Io usavo tranquillamente il manta con la gentoo!

ENx

----------

## Ruba

Oppure un bel modem Ericsson HM220dp ethernet.non ti servono nemmeno i driver.

----------

## MyZelF

Sicuramente richiedendo un modem ethernet l'installazione risulterà più semplice (a patto che tu abbia una scheda di rete :). Io ho richiesto l'attivazione a febbraio con il modem ethernet in comodato e mi hanno rifilato uno SpeedWeb IPM Datacom, di cui per ora non mi posso lamentare.

----------

## Benve

Grazie credo che chiederò il SpeedTouch USB.

----------

## paolo

 *Benve wrote:*   

> Grazie credo che chiederò il SpeedTouch USB.

 

Io credo che il modello ethernet sia superiore: ci attacchi un hub/switch e così potete "navigare" in piu' persone.

ByEZz,

Paolo

----------

## shev

Concordo sulla preferenza per il modem ethernet. Volevo solo aggiungere che ho esperienza personale e non di gente che cmq ha fatto funzionare tranquillamente modem usb anche sotto linux, ormai esistono driver abbastanza buoni ( oltre al sito già segnalato da enx, segnalerei quest'altro http://eciadsl.flashtux.org/ per modem aventi chipset globespan. C'è pure l'ebuild  :Very Happy:  ).

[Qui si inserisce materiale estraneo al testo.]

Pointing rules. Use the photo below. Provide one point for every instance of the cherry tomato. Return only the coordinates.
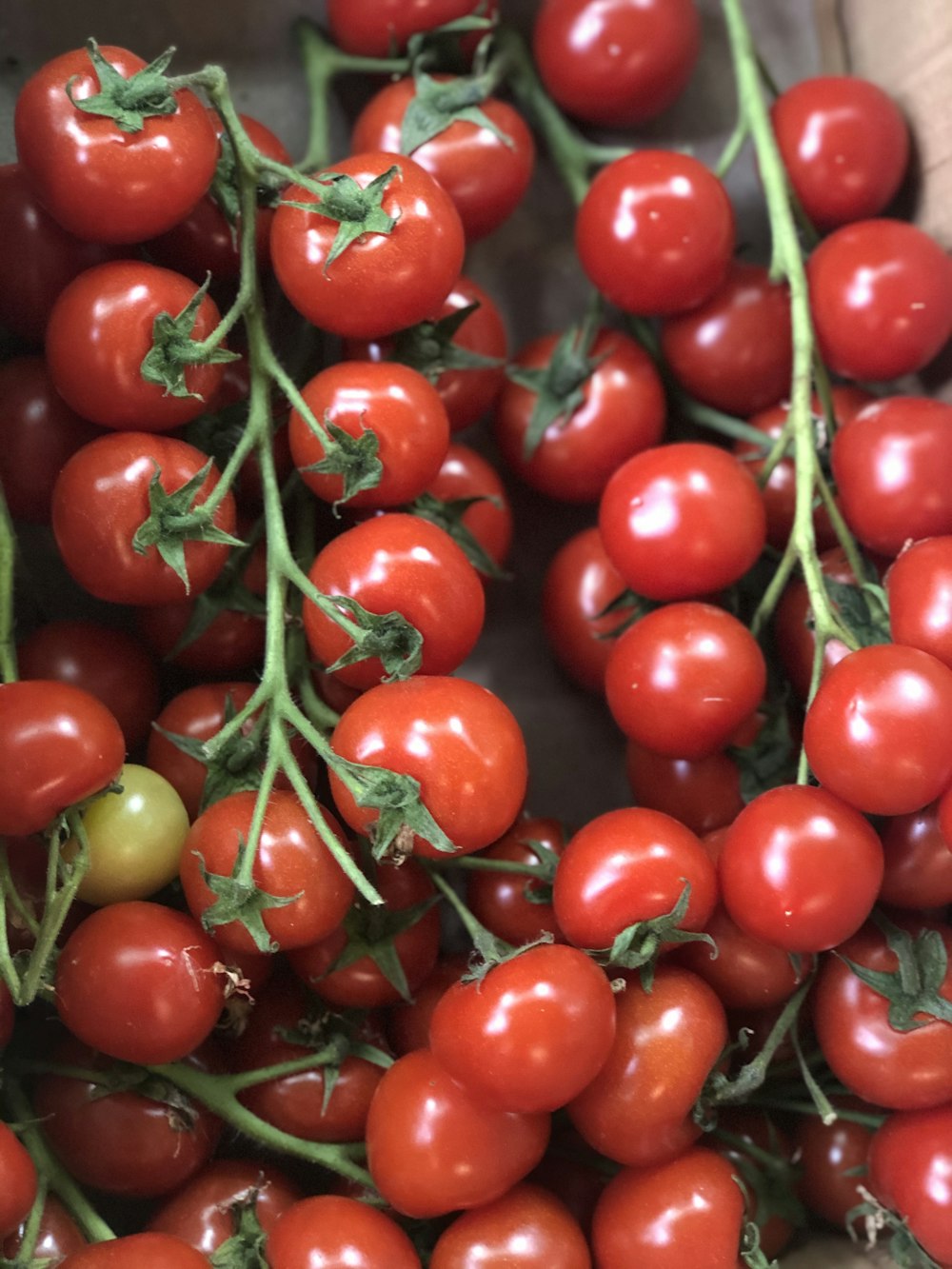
(882, 298)
(457, 739)
(844, 145)
(486, 170)
(432, 1149)
(612, 62)
(621, 414)
(60, 746)
(101, 500)
(381, 282)
(663, 521)
(139, 981)
(800, 868)
(655, 232)
(879, 731)
(98, 182)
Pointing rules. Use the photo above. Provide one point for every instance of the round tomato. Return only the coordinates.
(380, 282)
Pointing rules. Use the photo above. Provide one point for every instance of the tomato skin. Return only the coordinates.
(630, 865)
(432, 1149)
(292, 860)
(891, 465)
(682, 679)
(800, 868)
(102, 498)
(882, 298)
(99, 183)
(623, 412)
(60, 746)
(655, 232)
(616, 64)
(910, 1160)
(398, 405)
(531, 1035)
(457, 739)
(879, 731)
(137, 981)
(734, 351)
(526, 1229)
(844, 145)
(337, 1231)
(663, 525)
(383, 282)
(484, 175)
(901, 1070)
(638, 1108)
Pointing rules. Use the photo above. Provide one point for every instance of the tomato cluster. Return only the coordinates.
(289, 972)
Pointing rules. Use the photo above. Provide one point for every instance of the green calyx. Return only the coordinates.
(128, 102)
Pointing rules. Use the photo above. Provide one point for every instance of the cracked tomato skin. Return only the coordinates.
(102, 498)
(381, 282)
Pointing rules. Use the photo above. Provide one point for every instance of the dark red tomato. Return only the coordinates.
(780, 490)
(682, 679)
(395, 403)
(902, 1070)
(57, 1237)
(579, 584)
(403, 564)
(882, 298)
(362, 983)
(484, 170)
(685, 1212)
(655, 232)
(381, 282)
(704, 793)
(99, 332)
(204, 1212)
(467, 392)
(139, 981)
(60, 746)
(623, 412)
(19, 1177)
(663, 521)
(432, 1149)
(893, 464)
(510, 905)
(37, 256)
(526, 1229)
(830, 1158)
(98, 182)
(920, 586)
(800, 868)
(630, 865)
(918, 861)
(41, 433)
(206, 241)
(879, 731)
(615, 62)
(292, 862)
(735, 350)
(746, 972)
(531, 1035)
(106, 663)
(285, 1028)
(151, 1250)
(638, 1108)
(453, 736)
(337, 1231)
(910, 1160)
(101, 500)
(125, 1142)
(844, 145)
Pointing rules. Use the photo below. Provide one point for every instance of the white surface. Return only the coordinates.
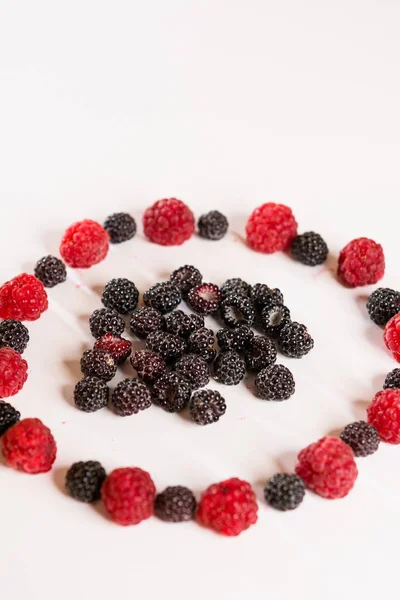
(109, 106)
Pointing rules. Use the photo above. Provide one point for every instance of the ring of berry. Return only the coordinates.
(326, 467)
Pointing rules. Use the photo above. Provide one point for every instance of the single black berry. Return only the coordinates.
(175, 504)
(263, 296)
(204, 298)
(235, 286)
(164, 296)
(91, 394)
(261, 354)
(14, 334)
(309, 248)
(185, 278)
(8, 416)
(180, 323)
(236, 310)
(201, 342)
(294, 340)
(121, 295)
(120, 227)
(195, 369)
(229, 368)
(383, 304)
(148, 365)
(238, 339)
(106, 320)
(274, 318)
(284, 492)
(146, 320)
(207, 406)
(98, 363)
(172, 392)
(51, 271)
(275, 383)
(362, 438)
(171, 347)
(129, 397)
(213, 225)
(392, 380)
(84, 480)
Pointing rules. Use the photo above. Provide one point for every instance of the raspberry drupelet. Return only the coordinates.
(23, 298)
(361, 262)
(128, 495)
(13, 372)
(168, 222)
(29, 446)
(229, 507)
(271, 227)
(84, 244)
(391, 336)
(328, 468)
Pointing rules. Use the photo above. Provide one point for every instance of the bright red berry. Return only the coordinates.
(328, 468)
(13, 372)
(29, 446)
(118, 347)
(128, 495)
(271, 227)
(23, 298)
(384, 414)
(361, 262)
(84, 244)
(228, 507)
(168, 222)
(391, 335)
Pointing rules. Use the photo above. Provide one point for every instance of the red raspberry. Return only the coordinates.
(228, 507)
(391, 335)
(168, 222)
(271, 227)
(118, 347)
(23, 298)
(13, 372)
(361, 262)
(84, 244)
(384, 414)
(328, 468)
(128, 495)
(29, 446)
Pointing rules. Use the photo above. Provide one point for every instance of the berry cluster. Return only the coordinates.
(181, 356)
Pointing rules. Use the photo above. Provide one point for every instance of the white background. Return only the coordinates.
(109, 106)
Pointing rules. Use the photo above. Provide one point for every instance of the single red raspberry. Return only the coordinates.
(168, 222)
(327, 467)
(118, 347)
(23, 298)
(228, 507)
(128, 495)
(391, 335)
(271, 227)
(13, 372)
(29, 446)
(84, 244)
(384, 414)
(361, 262)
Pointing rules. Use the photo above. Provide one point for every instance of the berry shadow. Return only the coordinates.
(59, 475)
(360, 409)
(67, 392)
(286, 462)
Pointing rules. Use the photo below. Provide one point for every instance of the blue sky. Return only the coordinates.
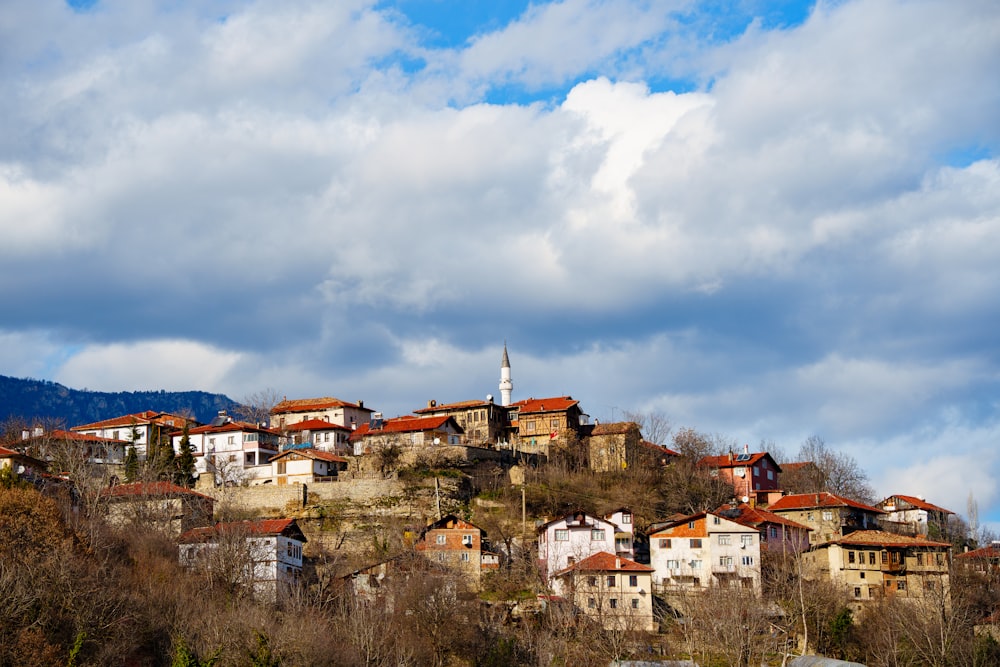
(765, 220)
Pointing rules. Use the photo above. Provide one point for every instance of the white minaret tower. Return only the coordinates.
(506, 386)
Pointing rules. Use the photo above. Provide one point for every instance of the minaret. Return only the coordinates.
(506, 386)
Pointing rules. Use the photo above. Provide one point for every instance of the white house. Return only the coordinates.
(300, 466)
(263, 556)
(233, 452)
(705, 549)
(569, 539)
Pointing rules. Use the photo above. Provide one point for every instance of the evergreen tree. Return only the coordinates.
(184, 462)
(131, 465)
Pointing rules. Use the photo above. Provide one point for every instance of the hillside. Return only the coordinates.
(39, 399)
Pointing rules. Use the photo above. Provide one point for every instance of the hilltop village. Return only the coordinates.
(480, 532)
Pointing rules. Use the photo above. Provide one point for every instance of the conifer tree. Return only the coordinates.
(184, 462)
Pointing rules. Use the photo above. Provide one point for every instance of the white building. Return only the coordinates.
(233, 452)
(568, 540)
(263, 557)
(703, 550)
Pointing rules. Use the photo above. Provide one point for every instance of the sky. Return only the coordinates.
(764, 220)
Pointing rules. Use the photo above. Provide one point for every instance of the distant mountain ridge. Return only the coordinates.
(43, 400)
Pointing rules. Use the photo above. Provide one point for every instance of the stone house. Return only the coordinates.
(829, 516)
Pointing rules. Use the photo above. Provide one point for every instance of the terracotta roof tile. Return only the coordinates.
(602, 561)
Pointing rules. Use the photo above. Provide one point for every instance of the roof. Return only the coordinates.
(268, 527)
(555, 404)
(232, 426)
(614, 428)
(602, 561)
(307, 404)
(992, 551)
(316, 454)
(461, 405)
(737, 460)
(139, 418)
(407, 424)
(315, 425)
(801, 501)
(753, 516)
(144, 489)
(881, 538)
(917, 502)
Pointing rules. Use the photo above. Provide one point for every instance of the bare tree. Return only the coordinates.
(256, 407)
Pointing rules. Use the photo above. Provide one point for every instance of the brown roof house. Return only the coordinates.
(163, 505)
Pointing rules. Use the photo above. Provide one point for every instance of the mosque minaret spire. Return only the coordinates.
(506, 386)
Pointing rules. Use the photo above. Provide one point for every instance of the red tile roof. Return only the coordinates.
(754, 516)
(406, 424)
(138, 419)
(919, 503)
(307, 404)
(556, 404)
(731, 460)
(884, 539)
(801, 501)
(602, 561)
(312, 454)
(316, 425)
(137, 489)
(461, 405)
(258, 527)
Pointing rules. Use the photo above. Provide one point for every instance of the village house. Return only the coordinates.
(873, 563)
(754, 476)
(139, 430)
(828, 515)
(912, 515)
(484, 423)
(409, 432)
(327, 408)
(305, 466)
(162, 505)
(615, 592)
(457, 544)
(705, 549)
(615, 446)
(540, 422)
(777, 534)
(262, 556)
(231, 452)
(319, 434)
(571, 538)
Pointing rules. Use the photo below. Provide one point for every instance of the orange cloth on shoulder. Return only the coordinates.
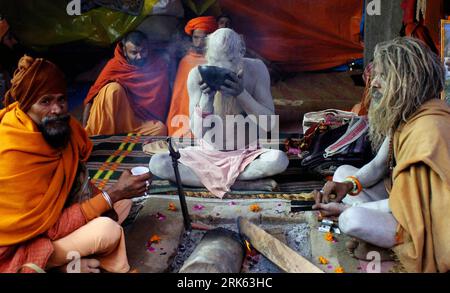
(147, 86)
(420, 196)
(180, 98)
(4, 28)
(204, 23)
(35, 179)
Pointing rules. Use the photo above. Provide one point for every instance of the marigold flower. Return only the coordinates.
(255, 208)
(172, 207)
(329, 237)
(155, 239)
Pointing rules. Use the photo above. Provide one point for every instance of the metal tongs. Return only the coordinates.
(175, 155)
(301, 205)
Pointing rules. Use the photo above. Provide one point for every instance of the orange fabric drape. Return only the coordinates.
(112, 113)
(179, 104)
(420, 197)
(300, 35)
(147, 87)
(29, 203)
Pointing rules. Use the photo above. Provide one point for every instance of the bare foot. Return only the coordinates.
(360, 250)
(87, 265)
(259, 185)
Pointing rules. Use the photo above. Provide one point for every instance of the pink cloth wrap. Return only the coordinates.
(217, 170)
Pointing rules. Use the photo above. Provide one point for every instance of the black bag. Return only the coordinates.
(357, 153)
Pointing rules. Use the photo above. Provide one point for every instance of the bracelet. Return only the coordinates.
(107, 198)
(357, 186)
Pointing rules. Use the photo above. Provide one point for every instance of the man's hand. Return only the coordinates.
(129, 186)
(206, 90)
(328, 209)
(233, 87)
(333, 191)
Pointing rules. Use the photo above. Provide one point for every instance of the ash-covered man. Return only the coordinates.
(411, 124)
(198, 29)
(50, 215)
(223, 163)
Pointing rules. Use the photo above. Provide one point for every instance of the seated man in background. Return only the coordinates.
(7, 58)
(410, 122)
(131, 94)
(198, 28)
(50, 215)
(247, 93)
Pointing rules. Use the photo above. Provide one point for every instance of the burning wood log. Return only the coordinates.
(275, 250)
(220, 251)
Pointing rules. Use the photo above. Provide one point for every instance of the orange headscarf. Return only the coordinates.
(32, 79)
(4, 28)
(204, 23)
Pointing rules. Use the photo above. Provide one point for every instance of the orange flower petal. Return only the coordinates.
(172, 207)
(329, 237)
(323, 261)
(155, 239)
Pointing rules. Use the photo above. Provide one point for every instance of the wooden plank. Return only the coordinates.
(276, 251)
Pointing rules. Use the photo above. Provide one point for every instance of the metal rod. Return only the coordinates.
(175, 155)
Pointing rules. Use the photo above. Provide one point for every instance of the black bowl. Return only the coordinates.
(214, 76)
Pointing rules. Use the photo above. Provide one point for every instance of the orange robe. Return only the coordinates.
(146, 89)
(420, 196)
(180, 98)
(35, 181)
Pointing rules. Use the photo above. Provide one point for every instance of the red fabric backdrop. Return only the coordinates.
(300, 35)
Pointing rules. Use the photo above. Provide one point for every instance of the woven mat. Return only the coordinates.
(114, 154)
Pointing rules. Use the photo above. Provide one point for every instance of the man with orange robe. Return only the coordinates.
(178, 118)
(131, 94)
(50, 215)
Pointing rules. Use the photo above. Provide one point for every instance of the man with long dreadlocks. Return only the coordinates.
(409, 126)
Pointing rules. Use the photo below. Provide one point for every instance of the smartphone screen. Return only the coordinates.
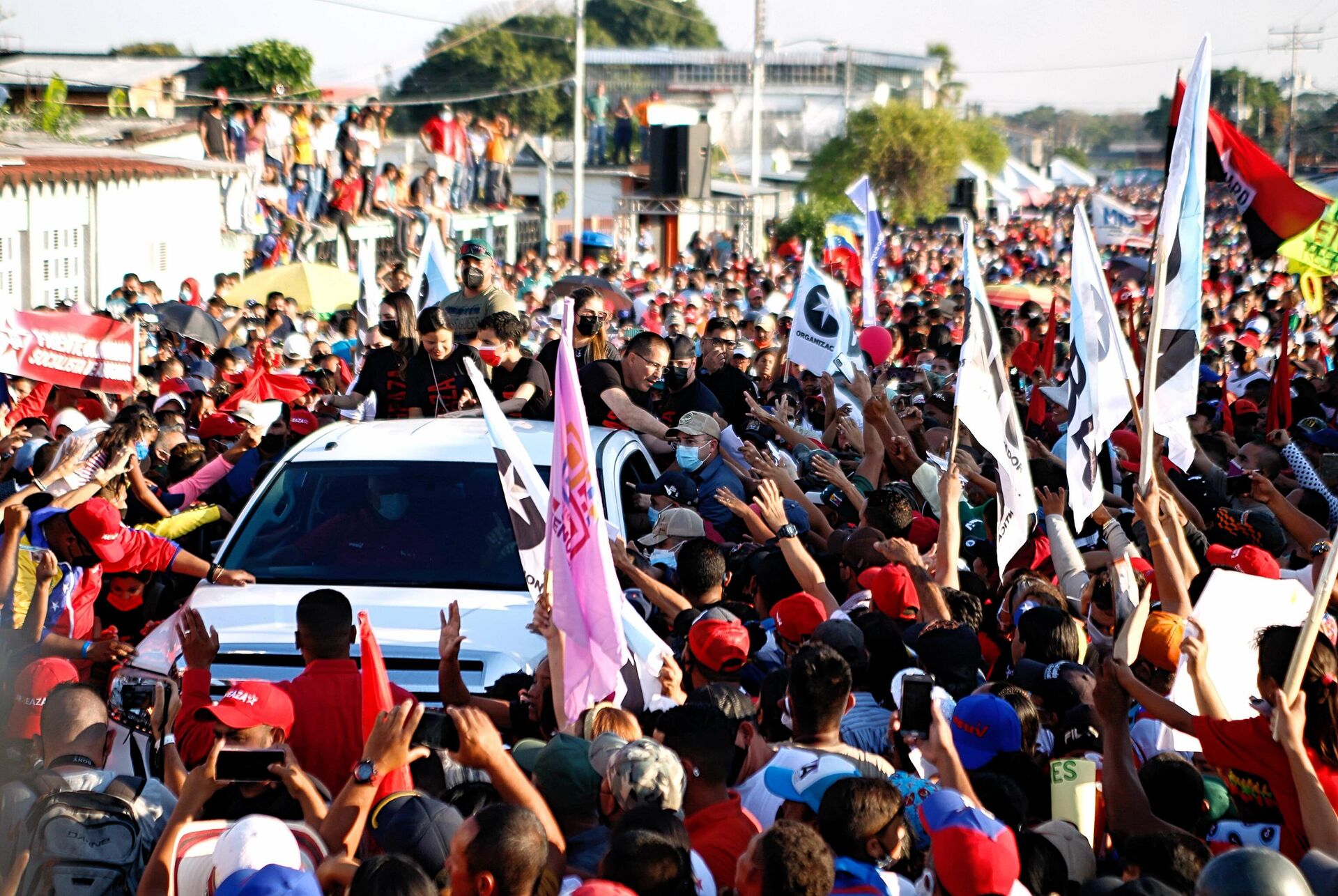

Quindi, potendo scegliere meglio l'ethernet, ma se proprio ci si vuole fare del male, rispetto a qualche mese fa ora è possibile usare anche modem usb senza troppa fatica.

----------

## Benve

Schelgo l'usb solo perchè non mi va di comprare un'altra scheda di rete

----------

## shev

 *Benve wrote:*   

> Schelgo l'usb solo perchè non mi va di comprare un'altra scheda di rete

 

Tranquillo, io sono tra quelli che si sono voluti fare del male, quindi posso capirti!  :Very Happy: 

----------

## paolo

 *Benve wrote:*   

> Schelgo l'usb solo perchè non mi va di comprare un'altra scheda di rete

 

Un'altra? Basta quella che hai. Magari ti manca un hub/switch ma con 30e te la cavi.

Va bene, non insisto   :Cool: 

Cmq confermo che i modem adsl vanno tranquillamente sotto linux.

ByEZz,

Paolo

----------